EU leaders suspend Russian talks until troops withdraw


BRUSSELS - EU leaders decided at an emergency summit on Monday to freeze strategic partnership talks with Moscow until Russian troops withdraw from Georgia, European Commission President Jose Manuel Barroso said.

"As long as the withdrawal of troops has not been respected, all meetings on the (EU-Russia) partnership accord are postponed," Barroso told journalists after the extraordinary summit on the Georgian crisis.

"We are postponing all of our meetings on the strategic partnership agreement," echoed President Nicolas Sarkozy of France, which holds the EU's rotating presidency.

The French leader said he would visit Moscow and Tbilisi next Monday with Barroso and EU foreign policy chief Javier Solana in an EU troika for talks on the crisis.

"This crisis means that we have to re-examine our relationship with Russia," Sarkozy said after chairing the summit in Brussels. "The meeting on September 8 is going to be crucial for relations between the EU and Russia."
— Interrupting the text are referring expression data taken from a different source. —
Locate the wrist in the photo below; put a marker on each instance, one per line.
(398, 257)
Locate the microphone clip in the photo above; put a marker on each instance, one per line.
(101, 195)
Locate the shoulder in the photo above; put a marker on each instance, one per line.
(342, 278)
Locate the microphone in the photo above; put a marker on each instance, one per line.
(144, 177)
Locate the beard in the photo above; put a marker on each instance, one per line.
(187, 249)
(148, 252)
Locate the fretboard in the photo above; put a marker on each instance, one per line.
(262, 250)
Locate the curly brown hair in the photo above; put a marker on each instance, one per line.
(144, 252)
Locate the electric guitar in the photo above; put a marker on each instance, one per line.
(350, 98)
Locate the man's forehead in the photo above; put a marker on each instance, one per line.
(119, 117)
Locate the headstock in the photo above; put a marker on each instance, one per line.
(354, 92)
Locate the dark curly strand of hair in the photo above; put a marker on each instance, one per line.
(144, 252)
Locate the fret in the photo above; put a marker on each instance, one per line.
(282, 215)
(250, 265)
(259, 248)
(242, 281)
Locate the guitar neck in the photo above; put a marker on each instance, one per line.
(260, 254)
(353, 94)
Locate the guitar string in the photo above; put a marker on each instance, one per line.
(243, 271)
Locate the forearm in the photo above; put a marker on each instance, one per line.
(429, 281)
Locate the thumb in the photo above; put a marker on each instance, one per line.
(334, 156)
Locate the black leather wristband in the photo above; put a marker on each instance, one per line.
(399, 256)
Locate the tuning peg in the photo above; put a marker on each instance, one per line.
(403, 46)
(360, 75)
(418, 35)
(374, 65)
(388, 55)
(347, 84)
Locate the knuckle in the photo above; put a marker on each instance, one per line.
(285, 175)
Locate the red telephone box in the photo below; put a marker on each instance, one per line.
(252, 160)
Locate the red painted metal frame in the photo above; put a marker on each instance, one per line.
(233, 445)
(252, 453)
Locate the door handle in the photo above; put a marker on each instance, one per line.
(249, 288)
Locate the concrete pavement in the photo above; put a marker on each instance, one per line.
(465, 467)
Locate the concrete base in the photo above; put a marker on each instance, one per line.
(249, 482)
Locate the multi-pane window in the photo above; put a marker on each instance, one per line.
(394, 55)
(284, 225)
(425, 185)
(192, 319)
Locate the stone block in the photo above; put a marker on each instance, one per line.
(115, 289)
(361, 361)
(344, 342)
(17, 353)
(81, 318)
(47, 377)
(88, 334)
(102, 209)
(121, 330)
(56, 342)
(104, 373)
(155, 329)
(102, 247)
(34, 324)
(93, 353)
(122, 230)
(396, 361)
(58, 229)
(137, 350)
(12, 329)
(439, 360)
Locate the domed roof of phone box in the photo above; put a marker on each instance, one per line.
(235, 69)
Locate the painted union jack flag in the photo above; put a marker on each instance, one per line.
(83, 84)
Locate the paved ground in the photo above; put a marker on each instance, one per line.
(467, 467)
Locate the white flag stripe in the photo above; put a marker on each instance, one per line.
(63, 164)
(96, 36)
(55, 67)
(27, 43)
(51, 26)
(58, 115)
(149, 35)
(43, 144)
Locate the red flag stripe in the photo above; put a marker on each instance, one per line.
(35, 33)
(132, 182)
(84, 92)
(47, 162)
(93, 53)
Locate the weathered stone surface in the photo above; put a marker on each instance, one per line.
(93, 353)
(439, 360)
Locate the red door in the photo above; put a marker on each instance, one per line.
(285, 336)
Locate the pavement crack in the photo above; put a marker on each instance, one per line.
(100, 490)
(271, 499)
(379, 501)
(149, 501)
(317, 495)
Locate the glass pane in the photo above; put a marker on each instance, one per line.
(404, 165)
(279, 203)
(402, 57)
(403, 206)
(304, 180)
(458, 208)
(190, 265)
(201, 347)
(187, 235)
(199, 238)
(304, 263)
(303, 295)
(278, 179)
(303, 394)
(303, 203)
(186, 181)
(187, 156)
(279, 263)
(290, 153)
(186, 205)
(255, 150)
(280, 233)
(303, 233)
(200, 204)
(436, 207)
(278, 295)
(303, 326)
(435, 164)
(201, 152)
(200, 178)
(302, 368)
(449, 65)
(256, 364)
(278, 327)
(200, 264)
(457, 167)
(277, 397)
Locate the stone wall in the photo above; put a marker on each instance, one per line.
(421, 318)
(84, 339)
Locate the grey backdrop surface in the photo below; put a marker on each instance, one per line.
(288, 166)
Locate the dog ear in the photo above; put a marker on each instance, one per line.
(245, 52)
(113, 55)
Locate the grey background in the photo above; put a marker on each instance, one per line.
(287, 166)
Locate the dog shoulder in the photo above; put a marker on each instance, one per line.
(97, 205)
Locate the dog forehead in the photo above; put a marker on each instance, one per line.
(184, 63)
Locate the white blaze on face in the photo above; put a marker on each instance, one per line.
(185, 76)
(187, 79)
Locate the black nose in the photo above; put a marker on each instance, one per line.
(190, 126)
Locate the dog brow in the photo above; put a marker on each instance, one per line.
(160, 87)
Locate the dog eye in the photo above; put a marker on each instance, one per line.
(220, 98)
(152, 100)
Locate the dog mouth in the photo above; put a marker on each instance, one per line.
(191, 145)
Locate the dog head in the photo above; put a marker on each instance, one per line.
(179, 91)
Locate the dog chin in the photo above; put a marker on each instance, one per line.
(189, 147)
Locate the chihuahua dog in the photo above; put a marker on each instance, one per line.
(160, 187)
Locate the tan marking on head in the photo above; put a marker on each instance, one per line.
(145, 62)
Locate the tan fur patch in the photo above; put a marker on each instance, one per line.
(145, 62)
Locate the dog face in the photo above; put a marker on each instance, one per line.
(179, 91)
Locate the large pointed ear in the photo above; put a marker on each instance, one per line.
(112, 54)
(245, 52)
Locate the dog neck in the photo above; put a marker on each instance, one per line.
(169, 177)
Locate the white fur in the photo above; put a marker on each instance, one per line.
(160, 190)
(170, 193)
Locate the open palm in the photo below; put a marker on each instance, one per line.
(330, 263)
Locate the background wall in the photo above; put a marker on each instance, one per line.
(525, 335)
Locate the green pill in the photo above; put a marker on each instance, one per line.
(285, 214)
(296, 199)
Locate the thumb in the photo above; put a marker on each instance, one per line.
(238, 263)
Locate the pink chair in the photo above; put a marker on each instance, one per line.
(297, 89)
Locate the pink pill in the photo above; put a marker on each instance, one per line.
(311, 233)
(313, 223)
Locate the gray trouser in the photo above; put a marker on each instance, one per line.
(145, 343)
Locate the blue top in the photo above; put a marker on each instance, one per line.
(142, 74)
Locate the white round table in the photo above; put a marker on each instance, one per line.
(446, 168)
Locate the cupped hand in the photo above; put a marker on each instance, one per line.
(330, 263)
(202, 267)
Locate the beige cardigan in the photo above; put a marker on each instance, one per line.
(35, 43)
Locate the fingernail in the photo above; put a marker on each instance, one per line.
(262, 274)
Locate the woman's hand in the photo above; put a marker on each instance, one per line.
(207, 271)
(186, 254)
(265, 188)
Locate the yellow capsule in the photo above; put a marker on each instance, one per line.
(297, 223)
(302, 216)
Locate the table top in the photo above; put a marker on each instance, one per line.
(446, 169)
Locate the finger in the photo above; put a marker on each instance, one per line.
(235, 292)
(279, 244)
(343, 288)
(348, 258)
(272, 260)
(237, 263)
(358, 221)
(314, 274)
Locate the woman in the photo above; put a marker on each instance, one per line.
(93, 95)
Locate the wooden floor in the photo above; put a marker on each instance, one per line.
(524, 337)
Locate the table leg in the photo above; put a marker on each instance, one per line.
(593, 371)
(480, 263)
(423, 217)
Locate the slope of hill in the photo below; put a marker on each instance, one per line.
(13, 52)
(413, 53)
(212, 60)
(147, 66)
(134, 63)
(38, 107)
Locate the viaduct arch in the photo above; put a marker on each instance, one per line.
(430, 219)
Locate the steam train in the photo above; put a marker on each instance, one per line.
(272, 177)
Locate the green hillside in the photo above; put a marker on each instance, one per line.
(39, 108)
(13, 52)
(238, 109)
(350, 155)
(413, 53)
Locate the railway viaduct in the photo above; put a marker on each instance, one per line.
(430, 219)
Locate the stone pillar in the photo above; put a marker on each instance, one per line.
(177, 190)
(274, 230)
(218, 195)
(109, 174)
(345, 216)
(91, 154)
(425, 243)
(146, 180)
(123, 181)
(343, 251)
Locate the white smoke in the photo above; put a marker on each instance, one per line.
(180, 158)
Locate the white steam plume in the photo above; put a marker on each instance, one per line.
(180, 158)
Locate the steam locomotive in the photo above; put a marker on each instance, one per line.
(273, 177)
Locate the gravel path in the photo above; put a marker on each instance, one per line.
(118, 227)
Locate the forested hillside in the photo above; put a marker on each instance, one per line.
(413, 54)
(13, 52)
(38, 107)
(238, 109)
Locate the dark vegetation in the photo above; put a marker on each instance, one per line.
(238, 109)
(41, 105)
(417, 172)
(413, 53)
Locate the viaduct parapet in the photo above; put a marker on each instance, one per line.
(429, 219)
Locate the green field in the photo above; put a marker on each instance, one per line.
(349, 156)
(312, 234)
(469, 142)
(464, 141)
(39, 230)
Sarkozy brokered a six-point ceasefire agreement that ended the five-day war between Russia and Georgia in August.

But Russian forces have remained deep inside Georgian territory since their August 8 attack, well beyond South Ossetia and Abkhazia, which Moscow recognised as independent last week in the face of Western condemnation.

"It is clear that in the light of recent events, we cannot continue as if nothing has happened," Barroso said.

EU-Russia relations are currently governed by a partnership accord that dates from 1997, when Russia was still suffering economically from the break-up of the Soviet Union.

After many delays, the EU and Russia finally launched negotiations in July for the new strategic partnership pact, which aims to update and upgrade the framework for their relations.

Russia's ambassador to the European Union, Vladimir Chizhov, speaking on the margins of the summit, was sanguine at the decision to put on hold talks which had hardly begun.

"We've had to wait 18 months for the EU to get itself ready," he said. "We don't need these talks or this new agreement any more than the EU does."

The suspension of the talks was a goal much sought by British Prime Minister Gordon Brown. He left the summit without talking to reporters, but a British official said he was "satisfied with the results".

Poland, which also sought a firm EU line, voiced approval as well.

Chancellor Angela Merkel of Germany, which along with several other member states has been keen not to ruin ties with a resurgent and energy-rich Russia, hailed what she called "a signal of unity from Brussels".

In a joint summit statement, the European leaders said relations with Russia "have reached a crossroads," and they urged Moscow "not to isolate itself from Europe."

Their statement condemned Russia's "disproportionate reaction" in Georgia, and argued that a military solution to the crisis was not acceptable.

They voiced support for Georgia, promised help with reconstruction and agreed to send a "fact-finding mission" immediately -- with the possibility later of "an increased European Union commitment on the ground".

The EU leaders also committed to organising an international donors conference to drum up aid for Georgia's reconstruction following Russia's invasion last month.

The summit was the first chance for the leaders to discuss the crisis since Russia entered Georgia on August 8, one day after Georgia's bid to bring the breakaway South Ossetia region back under central control.

To coincide with the extraordinary EU summit, the first since the Iraq war in 2003, huge crowds of Georgians rallied against Russia's occupation, in what officials said was the biggest protest in the ex-Soviet republic's history.